MySQL にはクエリ中にのみ有効なテーブルを作る機能があります。テーブルを作る際によくある書き方として次があります。
SELECT 1 as line, '浜松太郎' as name, 'hamamatsu@example.com' as email; -- line,name,email -- 1,浜松太郎,hamamatsu@example.com
SELECT 中に直に値を埋め込み as で列としての名前を与えます。これで出来上がったテーブルは JOIN やサブクエリなどで普通のテーブルと同様に扱えます。
SELECT 中に直に埋め込む都合上、この方法では一行しか表せません。そのためこの方法の延長線上で複数行を表現するとなると次の様にする必要があります。
SELECT 1 as line, '浜松太郎' as name, 'hamamatsu@example.com' as email UNION ALL SELECT 2, '静岡太郎', 'shizuoka@example.com' UNION ALL SELECT 3, '愛知太郎', 'aichi@example.com' UNION ALL SELECT 4, '山梨太郎', 'yamanashi@example.com' ; -- line,name,email -- 1,浜松太郎,hamamatsu@example.com -- 2,静岡太郎,shizuoka@example.com -- 3,愛知太郎,aichi@example.com -- 4,山梨太郎,yamanashi@example.com
SELECT と UNION が連続するのが冗長な感じがします。この SQL 文地味に辛いのが EXPLAIN で SQL 文について読み取るときです。上記を EXPLAIN にかけると次の様な結果が出ます。

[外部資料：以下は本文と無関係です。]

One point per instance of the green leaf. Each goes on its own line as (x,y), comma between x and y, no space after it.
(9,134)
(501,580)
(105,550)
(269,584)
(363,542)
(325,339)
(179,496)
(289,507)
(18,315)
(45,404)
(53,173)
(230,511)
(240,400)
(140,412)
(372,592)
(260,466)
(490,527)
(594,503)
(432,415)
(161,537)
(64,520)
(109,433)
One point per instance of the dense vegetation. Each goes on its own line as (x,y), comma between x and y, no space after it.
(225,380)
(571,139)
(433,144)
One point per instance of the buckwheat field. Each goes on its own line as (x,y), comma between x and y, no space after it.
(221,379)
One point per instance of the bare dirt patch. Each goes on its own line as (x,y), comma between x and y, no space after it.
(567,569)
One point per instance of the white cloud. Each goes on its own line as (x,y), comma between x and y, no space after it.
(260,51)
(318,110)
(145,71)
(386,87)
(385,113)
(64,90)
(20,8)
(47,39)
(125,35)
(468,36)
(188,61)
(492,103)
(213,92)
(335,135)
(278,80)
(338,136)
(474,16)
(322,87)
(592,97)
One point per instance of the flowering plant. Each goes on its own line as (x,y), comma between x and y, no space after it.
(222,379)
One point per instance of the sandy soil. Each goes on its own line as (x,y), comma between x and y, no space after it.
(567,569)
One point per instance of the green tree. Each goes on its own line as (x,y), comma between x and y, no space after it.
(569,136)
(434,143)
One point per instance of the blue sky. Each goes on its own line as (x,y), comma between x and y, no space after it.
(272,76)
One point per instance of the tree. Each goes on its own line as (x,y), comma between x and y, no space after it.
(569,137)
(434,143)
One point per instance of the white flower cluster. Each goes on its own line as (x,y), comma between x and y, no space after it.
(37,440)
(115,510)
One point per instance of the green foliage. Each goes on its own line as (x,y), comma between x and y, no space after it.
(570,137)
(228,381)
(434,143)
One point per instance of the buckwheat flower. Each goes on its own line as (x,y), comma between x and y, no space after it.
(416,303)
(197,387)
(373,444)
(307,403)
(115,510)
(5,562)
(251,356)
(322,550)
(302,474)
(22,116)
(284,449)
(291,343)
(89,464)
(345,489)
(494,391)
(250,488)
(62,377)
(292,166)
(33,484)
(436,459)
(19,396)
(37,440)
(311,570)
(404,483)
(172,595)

MySQL :: MySQL 8.0 リファレンスマニュアル :: 13.8.2 EXPLAIN ステートメント
id,select_type,table,partitions,type,possible_keys,key,key_len,ref,rows,filtered,Extra 1,PRIMARY,,,,,,,,,,No tables used 2,UNION,,,,,,,,,,No tables used 3,UNION,,,,,,,,,,No tables used 4,UNION,,,,,,,,,,No tables used
UNIONする度にノイズ的な説明レコードが増えます。
SELECT と UNION で複数のレコードを持つテーブルを作る方法とその問題点を紹介しました。これを改善するテーブルの作り方として次があります。
SELECT * FROM ( VALUES ROW( 1, '浜松太郎', 'hamamatsu@example.com'), ROW( 2, '静岡太郎', 'shizuoka@example.com'), ROW( 3, '愛知太郎', 'aichi@example.com'), ROW( 4, '山梨太郎', 'yamanashi@example.com') ) users(line, name, email); -- line,name,email -- 1,浜松太郎,hamamatsu@example.com -- 2,静岡太郎,shizuoka@example.com -- 3,愛知太郎,aichi@example.com -- 4,山梨太郎,yamanashi@example.com
MySQL の VALUES はテーブルはテーブルのコンストラクタとも使えるため上記の様にして、複数行を持つテーブルをその場で作れます。
MySQL :: MySQL 8.0 リファレンスマニュアル :: 13.2.14 VALUES ステートメント
また、こちらは式であるために EXPLAIN の結果が増えません。結果は次です。
id,select_type,table,partitions,type,possible_keys,key,key_len,ref,rows,filtered,Extra 1,PRIMARY,,,ALL,,,,,4,100, 2,DERIVED,,,,,,,,,,No tables used
上記の様に VALUES を使うと比較的わかりやすく短い SQL 文で複数行を持つテーブルを作れます。MySQL の持つ計算機能を用いて複数の値の組み合わせについてなんやかんやしたい時にこの方法を覚えておくと役に立つ時があります。